At 8:30 on Friday, the U.S. Department of Commerce will release its monthly report on Personal Income and Outlays for March. Economists polled by Bloomberg predict a modest rise for the Personal Income, with a median estimate of 0.3% gain. The median estimate on the consumptions is at a weak 0.2% rise. Here are the key factors to watch:
1- Will salaries and wages continue to rise and sustain the economy?
Economists agree that wages and salaries will provide an important clue to reveal the broader trend of the American economy amid global volatility and slowing growth.
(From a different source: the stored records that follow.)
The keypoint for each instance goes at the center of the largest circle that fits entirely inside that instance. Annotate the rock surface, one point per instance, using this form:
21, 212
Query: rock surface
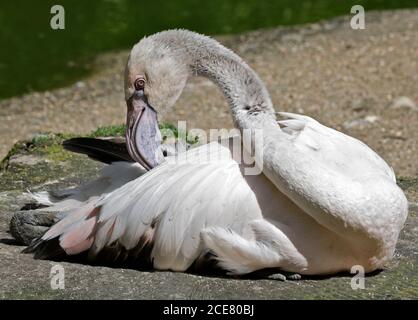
22, 277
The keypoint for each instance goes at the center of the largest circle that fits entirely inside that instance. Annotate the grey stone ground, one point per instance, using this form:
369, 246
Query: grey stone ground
49, 167
354, 81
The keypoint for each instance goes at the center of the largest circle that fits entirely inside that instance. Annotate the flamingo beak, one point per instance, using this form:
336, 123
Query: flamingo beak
143, 138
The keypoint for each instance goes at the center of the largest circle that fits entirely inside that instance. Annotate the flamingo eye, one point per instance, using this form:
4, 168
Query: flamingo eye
139, 83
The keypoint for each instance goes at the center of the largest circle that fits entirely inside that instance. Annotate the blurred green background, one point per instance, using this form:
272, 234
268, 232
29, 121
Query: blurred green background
34, 57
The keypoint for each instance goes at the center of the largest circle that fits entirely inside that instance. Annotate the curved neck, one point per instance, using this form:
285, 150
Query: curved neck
246, 94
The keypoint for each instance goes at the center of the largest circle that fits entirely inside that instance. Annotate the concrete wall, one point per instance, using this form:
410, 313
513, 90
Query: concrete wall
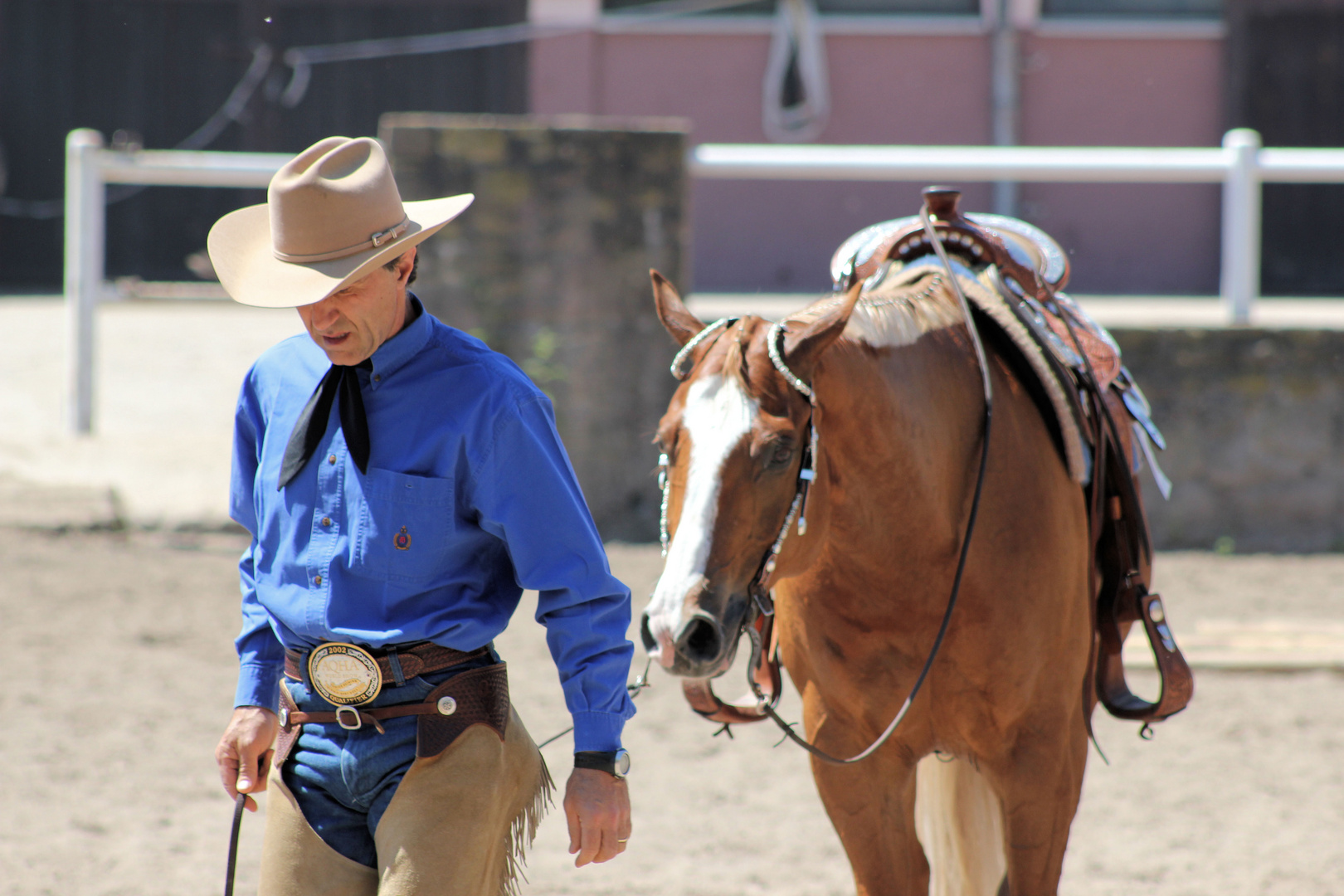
1254, 422
550, 266
890, 86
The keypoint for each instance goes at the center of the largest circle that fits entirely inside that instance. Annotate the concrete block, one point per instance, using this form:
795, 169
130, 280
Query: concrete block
1254, 422
550, 266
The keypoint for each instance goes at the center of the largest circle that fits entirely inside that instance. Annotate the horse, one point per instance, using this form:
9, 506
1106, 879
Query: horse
976, 790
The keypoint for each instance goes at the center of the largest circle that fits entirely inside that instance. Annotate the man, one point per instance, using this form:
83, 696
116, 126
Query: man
402, 484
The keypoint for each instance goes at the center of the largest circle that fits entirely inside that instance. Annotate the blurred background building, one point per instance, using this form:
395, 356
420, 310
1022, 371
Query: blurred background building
1164, 73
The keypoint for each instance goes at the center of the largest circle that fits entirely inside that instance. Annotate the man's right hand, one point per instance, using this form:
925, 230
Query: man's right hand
244, 752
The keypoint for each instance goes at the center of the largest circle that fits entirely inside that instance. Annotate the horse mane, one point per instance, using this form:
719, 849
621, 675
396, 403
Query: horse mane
898, 310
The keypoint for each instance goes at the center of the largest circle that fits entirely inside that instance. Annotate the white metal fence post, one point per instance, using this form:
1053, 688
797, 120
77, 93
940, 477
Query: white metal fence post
1241, 225
85, 227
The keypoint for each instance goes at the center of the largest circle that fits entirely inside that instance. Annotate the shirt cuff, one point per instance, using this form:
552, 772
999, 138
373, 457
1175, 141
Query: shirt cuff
597, 731
258, 685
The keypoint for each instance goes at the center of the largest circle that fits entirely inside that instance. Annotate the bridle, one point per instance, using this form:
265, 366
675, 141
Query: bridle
763, 670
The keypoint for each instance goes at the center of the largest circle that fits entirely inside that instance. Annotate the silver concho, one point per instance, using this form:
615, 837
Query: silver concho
344, 674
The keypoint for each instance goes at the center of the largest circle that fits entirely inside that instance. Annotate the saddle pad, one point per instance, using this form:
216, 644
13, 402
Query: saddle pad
905, 304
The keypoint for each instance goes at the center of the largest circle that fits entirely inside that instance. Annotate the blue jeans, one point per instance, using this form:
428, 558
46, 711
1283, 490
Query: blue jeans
343, 779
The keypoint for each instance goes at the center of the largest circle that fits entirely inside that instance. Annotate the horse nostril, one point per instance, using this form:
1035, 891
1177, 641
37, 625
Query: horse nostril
700, 641
645, 635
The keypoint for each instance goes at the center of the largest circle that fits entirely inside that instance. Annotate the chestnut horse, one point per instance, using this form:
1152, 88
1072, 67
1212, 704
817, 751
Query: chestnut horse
859, 597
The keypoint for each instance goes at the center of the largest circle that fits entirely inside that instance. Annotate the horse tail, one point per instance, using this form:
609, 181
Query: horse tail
960, 824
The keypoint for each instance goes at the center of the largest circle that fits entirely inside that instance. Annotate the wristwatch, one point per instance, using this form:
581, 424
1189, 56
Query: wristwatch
615, 763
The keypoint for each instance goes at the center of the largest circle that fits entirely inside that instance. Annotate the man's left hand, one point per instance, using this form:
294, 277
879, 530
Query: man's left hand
597, 807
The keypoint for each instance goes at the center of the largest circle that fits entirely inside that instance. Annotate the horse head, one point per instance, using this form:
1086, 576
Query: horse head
734, 436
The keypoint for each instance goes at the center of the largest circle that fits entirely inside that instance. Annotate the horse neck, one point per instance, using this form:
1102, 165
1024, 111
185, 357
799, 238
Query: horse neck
899, 434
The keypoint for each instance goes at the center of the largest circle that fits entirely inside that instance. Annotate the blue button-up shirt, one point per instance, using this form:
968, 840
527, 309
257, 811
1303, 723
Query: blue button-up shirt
470, 497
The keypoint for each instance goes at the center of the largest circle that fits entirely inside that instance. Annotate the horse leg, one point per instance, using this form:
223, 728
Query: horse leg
1040, 782
873, 807
960, 825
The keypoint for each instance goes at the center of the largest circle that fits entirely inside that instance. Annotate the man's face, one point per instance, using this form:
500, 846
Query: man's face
351, 324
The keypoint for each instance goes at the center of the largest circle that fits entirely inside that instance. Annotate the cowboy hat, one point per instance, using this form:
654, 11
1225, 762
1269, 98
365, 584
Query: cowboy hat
332, 215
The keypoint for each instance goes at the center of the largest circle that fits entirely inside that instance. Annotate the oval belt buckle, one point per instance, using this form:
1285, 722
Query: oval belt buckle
347, 676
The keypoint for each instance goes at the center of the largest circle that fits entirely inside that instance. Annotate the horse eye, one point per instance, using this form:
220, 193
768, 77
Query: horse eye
780, 455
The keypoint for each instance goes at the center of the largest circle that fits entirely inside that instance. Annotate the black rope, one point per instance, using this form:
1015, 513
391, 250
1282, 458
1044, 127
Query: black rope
233, 844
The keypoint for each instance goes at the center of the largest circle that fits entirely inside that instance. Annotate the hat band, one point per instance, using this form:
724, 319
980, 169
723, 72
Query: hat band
375, 241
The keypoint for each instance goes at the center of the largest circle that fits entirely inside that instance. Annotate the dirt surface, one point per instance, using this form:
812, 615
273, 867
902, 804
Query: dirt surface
119, 674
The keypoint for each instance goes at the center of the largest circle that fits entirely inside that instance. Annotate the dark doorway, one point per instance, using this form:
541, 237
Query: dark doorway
158, 69
1288, 84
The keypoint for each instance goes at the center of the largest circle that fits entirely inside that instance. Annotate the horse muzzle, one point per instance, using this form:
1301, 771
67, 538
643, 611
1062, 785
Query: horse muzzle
700, 648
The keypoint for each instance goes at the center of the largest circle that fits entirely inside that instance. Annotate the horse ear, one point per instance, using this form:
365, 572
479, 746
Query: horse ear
802, 348
676, 319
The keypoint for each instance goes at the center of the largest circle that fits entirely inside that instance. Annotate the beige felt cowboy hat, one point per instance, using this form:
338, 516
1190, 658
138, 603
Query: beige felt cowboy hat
332, 215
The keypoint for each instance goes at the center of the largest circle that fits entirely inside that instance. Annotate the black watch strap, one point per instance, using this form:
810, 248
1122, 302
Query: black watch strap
616, 763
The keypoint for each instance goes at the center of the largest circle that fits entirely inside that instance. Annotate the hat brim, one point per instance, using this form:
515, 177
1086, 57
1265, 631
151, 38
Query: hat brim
241, 250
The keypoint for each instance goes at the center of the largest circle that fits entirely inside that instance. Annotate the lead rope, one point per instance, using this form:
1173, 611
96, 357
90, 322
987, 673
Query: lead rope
965, 542
233, 844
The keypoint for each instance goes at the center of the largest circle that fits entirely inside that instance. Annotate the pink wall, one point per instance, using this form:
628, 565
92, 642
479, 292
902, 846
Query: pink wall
778, 236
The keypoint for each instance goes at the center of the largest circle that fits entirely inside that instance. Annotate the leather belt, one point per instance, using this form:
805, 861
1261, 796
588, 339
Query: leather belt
353, 719
414, 660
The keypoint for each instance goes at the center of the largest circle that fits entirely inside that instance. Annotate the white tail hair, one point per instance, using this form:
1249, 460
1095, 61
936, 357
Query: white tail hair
960, 824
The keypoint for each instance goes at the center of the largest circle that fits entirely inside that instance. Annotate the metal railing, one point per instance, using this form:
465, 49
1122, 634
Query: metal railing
1241, 165
89, 168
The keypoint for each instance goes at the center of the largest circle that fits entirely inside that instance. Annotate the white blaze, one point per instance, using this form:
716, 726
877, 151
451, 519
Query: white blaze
718, 414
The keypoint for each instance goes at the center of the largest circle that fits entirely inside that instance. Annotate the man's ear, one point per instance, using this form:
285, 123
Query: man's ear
676, 319
802, 347
405, 265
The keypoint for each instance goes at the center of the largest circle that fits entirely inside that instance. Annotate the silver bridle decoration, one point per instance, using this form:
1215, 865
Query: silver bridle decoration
695, 340
772, 345
663, 508
806, 473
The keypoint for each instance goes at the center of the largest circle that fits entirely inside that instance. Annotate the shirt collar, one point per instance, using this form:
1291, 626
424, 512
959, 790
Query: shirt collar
396, 353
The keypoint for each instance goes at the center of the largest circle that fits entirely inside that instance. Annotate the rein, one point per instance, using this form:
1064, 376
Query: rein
763, 668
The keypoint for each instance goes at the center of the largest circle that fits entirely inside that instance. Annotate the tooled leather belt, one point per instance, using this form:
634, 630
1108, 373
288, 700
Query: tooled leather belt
397, 665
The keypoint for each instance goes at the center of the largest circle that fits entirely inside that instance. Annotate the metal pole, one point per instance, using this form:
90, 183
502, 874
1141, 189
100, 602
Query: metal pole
1006, 89
85, 222
1241, 225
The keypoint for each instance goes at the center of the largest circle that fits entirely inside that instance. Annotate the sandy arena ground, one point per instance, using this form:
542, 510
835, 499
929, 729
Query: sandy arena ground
119, 674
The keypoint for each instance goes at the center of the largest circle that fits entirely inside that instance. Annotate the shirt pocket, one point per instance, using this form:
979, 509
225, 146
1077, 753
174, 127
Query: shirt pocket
405, 527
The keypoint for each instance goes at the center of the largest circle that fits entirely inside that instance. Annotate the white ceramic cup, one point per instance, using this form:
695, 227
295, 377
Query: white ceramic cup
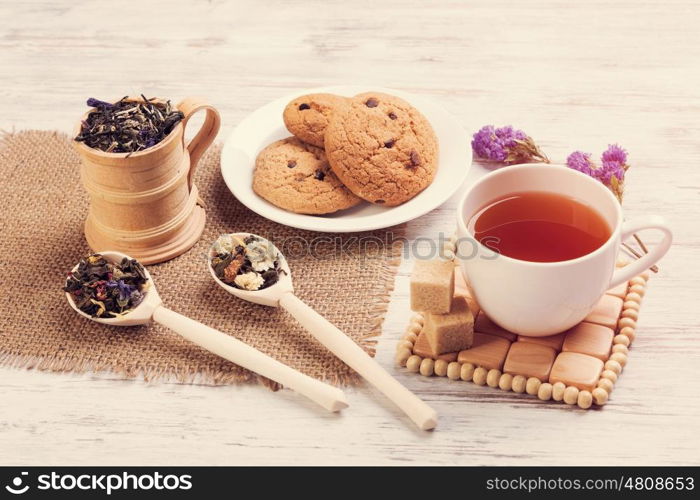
544, 298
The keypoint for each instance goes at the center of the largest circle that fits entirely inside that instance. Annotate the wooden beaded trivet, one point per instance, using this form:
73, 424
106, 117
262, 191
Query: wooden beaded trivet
577, 367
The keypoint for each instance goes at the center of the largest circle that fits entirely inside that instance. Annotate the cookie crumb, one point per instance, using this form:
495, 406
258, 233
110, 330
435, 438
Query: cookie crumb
415, 159
372, 102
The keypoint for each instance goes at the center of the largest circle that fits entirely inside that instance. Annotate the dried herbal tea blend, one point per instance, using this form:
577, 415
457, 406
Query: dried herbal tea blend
251, 263
127, 126
104, 289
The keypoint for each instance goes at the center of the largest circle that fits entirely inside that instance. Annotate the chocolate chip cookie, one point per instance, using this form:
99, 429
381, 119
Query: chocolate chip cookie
307, 116
296, 176
382, 148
“The wages and salaries series is closely aligned with Aggregate Weekly payrolls which showed a similar gain in March,” said Rubeela Farooqi, economist at Stone McCarthy Research Associates. Farooqui’s forecast for personal income, slightly above the average, “is based on an estimated 0.4% gain in wages and salaries as well as an on-trend 0.3% increase in other income.”
2- Will rising oil prices influence consumers?
Stan Shipley, director at Bank of America Securities LLC, said that the gains in personal income are linked to the oil bonanza. “It is all about the oil,” he said. Through January consumers benefited from low oil bills, but this trend has changed over the last month. “They know gasoline prices are getting on the rise. So they are not going to rush out and spend the last cent like they did, because they know that the temporarily benefit that they have seen from 2014 until January this year is going to turn against them for several months. Consumers are pretty smart about prices,” said Shipley.
3- Will consumers spending blossom this spring?
Rubeela Farouqui said that the gains in consumer spending have slow down in recent quarters because consumers are “definitely in a cautious mood.” But the economist expects “the PCE to rebound in the current quarter – a tightening labor market, rising incomes, low interest rates, inflation, gas prices as well as consumer confidence all should be positive for spending over coming months.”
4- Are we going to get out of the no-man’s land?
Thursday’s GDP report showed the US economy grew at its slowest pace in two years during the first three months of 2016. While jobs continue to add up and income expands, companies are holding off investments amid global headwinds and volatility. Stan Shipley said that if growth remains around 2% investors would continue to hold off. According to Shipley either an increase of more than 3.5% or less than 1% would hint at better-proven strategies and would provide clearer orientation for investors.